Ich habe das in Form von Mikroaggressionen, von kleinen Dingen im Alltag erlebt. Zum Beispiel hat sich im Zug niemand neben mich gesetzt, egal, wie voll dieser Zug war, aus Angst vor dem sogenannten „China-Virus“. Allein die Benennung des Virus: „China-Virus“ hatte wirklich große Auswirkungen auf Menschen, die asiatisch markiert werden.

Sie haben eine Weile in Kanada gelebt. Dort haben sie andere Erfahrungen gemacht, die Ihren Blick auf diese ganze Frage sehr beeinflusst haben. Wie haben Sie das erlebt?
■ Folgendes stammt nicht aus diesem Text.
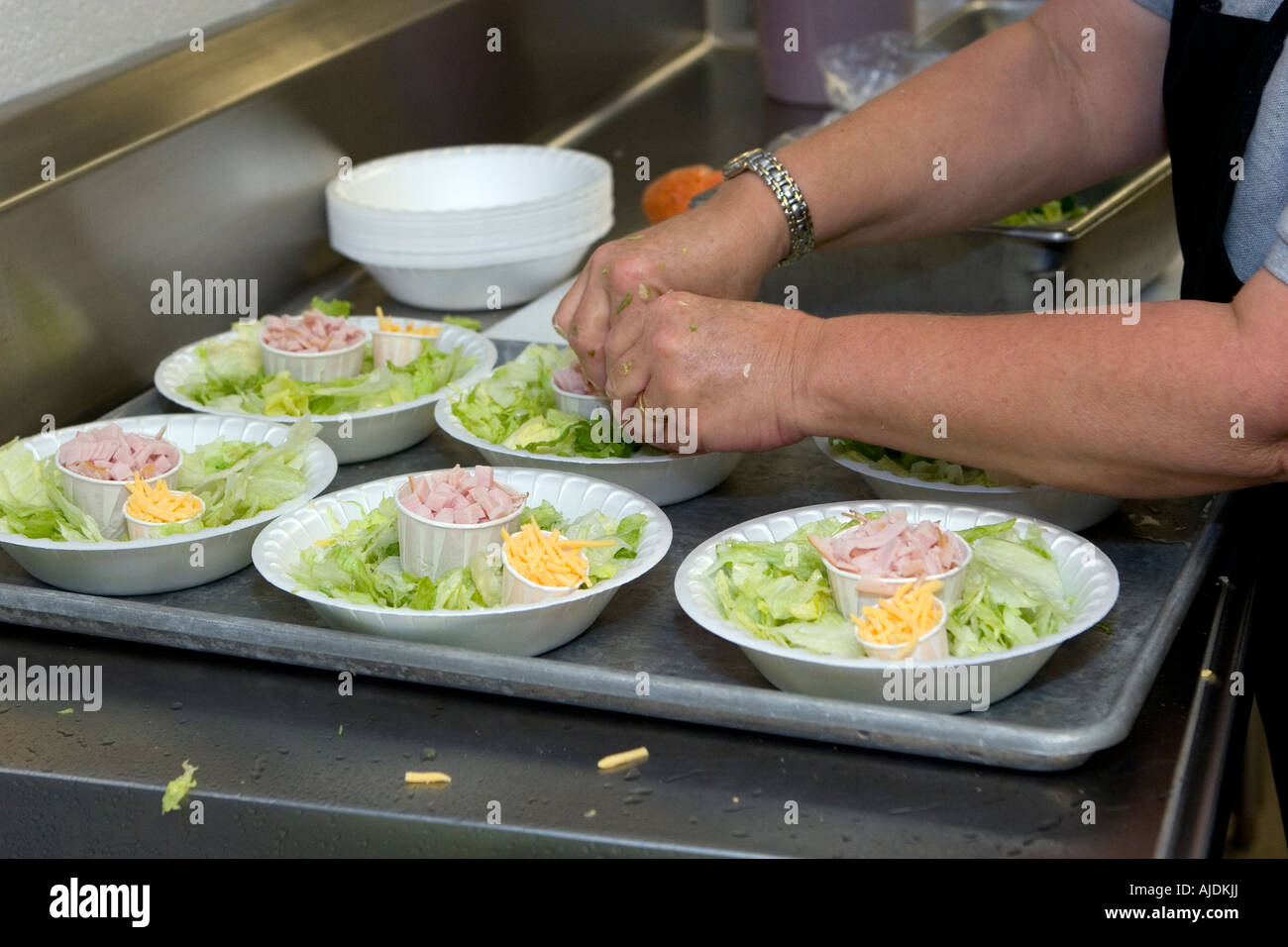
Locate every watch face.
[724,149,761,180]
Meine Erwartungshaltung war, dass es ein westliches Land ist und daher meine Erfahrung ähnlich sein wird wie in Deutschland. Ich war aber überrascht, dass ich immer als Kanadierin gelesen wurde. Ich wurde zum Beispiel nach dem Weg gefragt. Ohne alles schön reden zu wollen: auch in Kanada gibt es Rassismus und es gibt Probleme. Aber nach meinem Empfinden war mein alltägliches Leben viel, viel weniger geprägt von der „Andersmachung“. Ich habe mich viel weniger als „die Fremde“ gefühlt als hier.

Gibt Sachen, die Sie ermutigen, Dinge, die sich zum Besseren verändern?

Ich merke es in der Popkultur. Es gibt nicht mehr nur Hollywood und ein paar wenige Anbieter, die Filme drehen. Koreanische Serien gewinnen vielmehr an Popularität. Wenn dort Menschen gezeigt werden mit asiatischen Wurzeln, die komplexe Figuren spielen, die komplexe Charaktere sind, die nicht nur diese Klischees erfüllen, dann finde ich das einen guten Schritt in die richtige Richtung für mehr Repräsentation. Ich sehe auch, dass viele Menschen sich auch unter dem Hashtag #ichbinkeinVirus trauen, etwas zu sagen und auch für die sprechen, die schweigen. Das macht auf jeden Fall Hoffnung.